Afghanistan’s neighbor, Uzbekistan, reported on January 12 that gas imports from Turkmenistan were suspended, causing mass gas outages in Tashkent. This shortage, however, reveals a pattern in Uzbekistan's energy sector, and therefore, the solution requires heavier measures.

This is not the first time Uzbekistan has faced energy challenges in recent months. In December 2022, Uzbekistan's Energy Minister, Sherzod Khodjayev, gave an interview with the National News Agency of Uzbekistan to detail resolutions to the ongoing energy crisis. In response to December’s energy crisis, he said, “the actions or inactions of each official regarding the existing problems in the energy sector will be given a legal assessment by the relevant agencies.” And, interestingly, now one month later, he himself faces the “disciplinary responsibility” he imposed onto others. 

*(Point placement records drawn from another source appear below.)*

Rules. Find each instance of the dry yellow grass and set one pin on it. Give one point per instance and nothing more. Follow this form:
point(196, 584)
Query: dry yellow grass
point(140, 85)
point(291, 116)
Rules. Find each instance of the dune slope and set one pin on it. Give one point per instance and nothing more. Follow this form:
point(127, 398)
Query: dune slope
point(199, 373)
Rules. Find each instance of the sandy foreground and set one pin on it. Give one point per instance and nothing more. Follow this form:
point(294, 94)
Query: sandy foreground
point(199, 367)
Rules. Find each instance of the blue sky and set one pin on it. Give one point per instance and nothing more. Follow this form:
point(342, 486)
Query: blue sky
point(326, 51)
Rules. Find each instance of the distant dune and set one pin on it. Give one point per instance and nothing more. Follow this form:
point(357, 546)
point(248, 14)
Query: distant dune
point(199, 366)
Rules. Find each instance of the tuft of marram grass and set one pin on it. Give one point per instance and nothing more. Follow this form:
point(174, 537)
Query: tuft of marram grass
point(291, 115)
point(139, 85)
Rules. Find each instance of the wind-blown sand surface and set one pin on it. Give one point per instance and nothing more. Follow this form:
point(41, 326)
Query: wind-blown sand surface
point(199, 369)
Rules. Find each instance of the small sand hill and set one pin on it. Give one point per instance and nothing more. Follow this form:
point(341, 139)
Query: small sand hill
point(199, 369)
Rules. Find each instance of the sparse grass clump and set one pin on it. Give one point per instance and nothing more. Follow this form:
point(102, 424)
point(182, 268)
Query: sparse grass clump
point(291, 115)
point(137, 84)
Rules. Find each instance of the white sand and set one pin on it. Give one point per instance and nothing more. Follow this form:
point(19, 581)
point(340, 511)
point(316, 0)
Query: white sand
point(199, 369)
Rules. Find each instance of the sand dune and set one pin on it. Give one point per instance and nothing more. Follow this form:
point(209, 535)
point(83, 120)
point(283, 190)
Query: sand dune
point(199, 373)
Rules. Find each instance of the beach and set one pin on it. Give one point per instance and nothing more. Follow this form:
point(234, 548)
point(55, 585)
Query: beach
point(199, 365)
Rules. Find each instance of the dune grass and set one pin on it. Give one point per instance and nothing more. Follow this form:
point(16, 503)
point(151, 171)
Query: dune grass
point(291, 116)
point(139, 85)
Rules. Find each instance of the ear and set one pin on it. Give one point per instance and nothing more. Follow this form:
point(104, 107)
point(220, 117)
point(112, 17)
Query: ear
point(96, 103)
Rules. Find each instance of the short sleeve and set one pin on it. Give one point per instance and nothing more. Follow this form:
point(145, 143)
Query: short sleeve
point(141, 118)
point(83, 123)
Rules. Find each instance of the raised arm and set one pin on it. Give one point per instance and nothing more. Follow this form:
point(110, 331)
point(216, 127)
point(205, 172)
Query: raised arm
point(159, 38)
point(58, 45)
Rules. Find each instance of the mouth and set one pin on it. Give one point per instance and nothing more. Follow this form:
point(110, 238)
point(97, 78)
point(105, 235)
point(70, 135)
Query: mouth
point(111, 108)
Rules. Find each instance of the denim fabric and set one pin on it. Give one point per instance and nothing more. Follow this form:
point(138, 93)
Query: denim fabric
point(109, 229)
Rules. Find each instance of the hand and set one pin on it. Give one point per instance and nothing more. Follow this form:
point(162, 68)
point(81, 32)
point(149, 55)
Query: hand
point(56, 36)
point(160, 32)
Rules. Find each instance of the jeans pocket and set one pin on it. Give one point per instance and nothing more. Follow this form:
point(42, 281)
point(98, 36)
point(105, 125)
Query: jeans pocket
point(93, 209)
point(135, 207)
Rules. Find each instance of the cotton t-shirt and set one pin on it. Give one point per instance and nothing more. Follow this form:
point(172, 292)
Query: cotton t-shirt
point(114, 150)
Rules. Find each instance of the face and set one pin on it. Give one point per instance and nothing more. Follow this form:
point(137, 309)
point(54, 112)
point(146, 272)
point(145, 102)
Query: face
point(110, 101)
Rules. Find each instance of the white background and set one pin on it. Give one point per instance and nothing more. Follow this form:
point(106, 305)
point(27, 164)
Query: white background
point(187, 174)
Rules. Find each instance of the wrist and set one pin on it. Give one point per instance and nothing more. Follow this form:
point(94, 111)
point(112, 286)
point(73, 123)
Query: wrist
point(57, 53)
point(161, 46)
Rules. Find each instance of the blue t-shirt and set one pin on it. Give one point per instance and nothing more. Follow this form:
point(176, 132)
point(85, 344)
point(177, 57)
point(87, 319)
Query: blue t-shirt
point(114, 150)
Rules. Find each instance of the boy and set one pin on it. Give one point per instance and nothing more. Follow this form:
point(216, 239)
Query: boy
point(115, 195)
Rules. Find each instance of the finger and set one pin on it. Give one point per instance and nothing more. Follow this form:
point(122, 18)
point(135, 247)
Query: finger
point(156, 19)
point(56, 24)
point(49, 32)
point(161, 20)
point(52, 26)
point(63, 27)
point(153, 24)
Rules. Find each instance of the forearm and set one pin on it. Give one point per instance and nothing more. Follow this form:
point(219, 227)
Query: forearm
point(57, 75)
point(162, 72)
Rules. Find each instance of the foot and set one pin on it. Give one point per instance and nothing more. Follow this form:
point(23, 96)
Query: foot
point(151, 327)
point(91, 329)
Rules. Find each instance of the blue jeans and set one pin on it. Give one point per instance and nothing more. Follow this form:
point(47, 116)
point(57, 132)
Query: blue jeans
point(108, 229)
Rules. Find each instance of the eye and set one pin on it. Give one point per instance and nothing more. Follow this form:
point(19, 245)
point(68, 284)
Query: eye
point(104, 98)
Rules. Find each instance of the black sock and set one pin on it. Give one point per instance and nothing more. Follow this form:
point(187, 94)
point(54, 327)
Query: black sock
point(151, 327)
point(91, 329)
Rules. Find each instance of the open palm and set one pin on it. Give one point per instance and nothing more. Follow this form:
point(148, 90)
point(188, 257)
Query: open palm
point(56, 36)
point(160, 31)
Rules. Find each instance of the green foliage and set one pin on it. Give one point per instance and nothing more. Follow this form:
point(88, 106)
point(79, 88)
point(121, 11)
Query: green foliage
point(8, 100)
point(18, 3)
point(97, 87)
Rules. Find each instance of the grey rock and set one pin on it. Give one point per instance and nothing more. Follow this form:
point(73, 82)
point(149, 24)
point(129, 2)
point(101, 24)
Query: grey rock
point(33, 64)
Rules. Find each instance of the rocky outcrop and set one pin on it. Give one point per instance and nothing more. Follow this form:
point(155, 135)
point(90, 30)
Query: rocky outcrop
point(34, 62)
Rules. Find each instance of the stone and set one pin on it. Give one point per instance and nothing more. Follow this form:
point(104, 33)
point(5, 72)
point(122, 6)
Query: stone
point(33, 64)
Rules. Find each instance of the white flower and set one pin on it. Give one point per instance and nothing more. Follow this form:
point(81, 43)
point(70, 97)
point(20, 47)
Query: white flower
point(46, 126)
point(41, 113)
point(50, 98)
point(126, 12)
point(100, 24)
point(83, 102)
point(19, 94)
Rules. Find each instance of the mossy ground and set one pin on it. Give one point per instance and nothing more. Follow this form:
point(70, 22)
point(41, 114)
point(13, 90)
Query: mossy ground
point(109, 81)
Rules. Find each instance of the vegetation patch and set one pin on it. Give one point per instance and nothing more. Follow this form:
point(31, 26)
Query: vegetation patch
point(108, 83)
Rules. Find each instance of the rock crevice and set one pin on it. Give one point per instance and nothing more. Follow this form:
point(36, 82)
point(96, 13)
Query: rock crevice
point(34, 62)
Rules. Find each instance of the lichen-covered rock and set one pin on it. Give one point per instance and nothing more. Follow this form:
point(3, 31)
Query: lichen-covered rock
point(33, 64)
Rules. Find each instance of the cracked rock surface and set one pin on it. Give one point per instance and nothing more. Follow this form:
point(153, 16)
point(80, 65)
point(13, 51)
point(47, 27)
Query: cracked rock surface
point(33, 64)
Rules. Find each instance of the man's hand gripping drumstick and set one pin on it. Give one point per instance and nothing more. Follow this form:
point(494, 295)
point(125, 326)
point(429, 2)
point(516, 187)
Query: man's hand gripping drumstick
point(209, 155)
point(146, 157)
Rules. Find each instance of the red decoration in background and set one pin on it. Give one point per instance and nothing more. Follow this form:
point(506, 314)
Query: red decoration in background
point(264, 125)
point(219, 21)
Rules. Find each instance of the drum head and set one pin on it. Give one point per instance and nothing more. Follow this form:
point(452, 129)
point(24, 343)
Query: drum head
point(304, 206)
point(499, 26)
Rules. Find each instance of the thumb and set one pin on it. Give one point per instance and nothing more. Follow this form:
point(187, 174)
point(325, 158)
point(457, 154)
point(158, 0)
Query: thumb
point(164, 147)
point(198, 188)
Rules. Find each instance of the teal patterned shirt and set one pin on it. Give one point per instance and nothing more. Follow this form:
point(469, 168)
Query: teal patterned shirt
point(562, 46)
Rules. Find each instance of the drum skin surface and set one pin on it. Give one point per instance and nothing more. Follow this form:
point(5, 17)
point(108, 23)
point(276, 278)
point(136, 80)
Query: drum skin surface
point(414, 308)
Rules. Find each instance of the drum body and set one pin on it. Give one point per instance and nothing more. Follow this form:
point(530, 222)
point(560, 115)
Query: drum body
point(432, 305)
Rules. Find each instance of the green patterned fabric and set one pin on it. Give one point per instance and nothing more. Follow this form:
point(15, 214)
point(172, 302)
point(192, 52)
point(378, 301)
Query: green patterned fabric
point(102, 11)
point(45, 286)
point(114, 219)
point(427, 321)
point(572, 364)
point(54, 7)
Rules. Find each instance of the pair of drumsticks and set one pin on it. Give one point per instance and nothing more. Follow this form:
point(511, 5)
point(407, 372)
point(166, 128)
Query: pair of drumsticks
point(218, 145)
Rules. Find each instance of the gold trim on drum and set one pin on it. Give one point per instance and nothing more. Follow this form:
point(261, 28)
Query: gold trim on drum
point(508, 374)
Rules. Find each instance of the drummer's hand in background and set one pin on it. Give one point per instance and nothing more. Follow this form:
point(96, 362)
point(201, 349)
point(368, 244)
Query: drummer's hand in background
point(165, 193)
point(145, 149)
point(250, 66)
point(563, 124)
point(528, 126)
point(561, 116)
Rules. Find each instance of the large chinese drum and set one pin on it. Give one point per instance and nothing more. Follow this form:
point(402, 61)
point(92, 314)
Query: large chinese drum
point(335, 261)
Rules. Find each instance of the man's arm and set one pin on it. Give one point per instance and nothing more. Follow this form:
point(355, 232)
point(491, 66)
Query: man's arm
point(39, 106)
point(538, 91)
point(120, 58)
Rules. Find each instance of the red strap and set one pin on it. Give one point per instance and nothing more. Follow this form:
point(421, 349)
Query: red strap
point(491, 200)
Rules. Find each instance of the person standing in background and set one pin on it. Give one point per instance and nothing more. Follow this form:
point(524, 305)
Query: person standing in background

 Initially, Khodjayev blamed the situation on “an accident at gas fields at a neighboring country.” However, for Uzbekistan’s President Shavkat Mirziyoyev, this explanation was not adequate. Early on January 16, Mirziyoyev held a meeting to explain the dismissal of Khodjayev; stating that the purpose of the energy ministry is to ensure the smooth and uninterrupted supply of energy to Uzbekistan, and officials were unable to provide this. 

Along with Khodjayev, heads of Uzbekneftegaz, Uztransgaz, and Regional Electric Networks were put on a three-month probationary period, and the mayor of Tashkent, Jahangir Artykhodjayev, was removed from his post along with several regional governors. President Mirziyoyev cited “lack of preparation for the winter season” and “empty words” and “false reports” as reasons for the mayor’s removal. 

Reportedly, Artykhodjayev was scheduled to fly to Istanbul via Tashkent International Airport on flight HY 271 with his family on January 16. However, a delay to his flight led to the detainment of the mayor. 

Mirziyoyev blamed his demotion of energy company heads on their failure to combat corruption, referring to cases of energy theft. In particular, in the past five months, 20% of Uzbekistan’s annual gas consumption has been unaccounted for, and there were over 192 instances of oil and gas control system errors, indicating possible illegal activity. 

Although Turkmenistan’s gas exports to Uzbekistan have dwindled, exports to China, Turkmenistan's largest consumer, have remained relatively stable. It seems that Turkmenistan has concentrated its efforts on maintaining its relationship with China and ensuring domestic supply, despite the energy challenges Uzbekistan, Iran, and Afghanistan are facing. However, with plans to increase gas export capacity and enhance energy technologies, Turkmenistan might, in the future, be in the position to ensure a stable energy supply for all of its partners.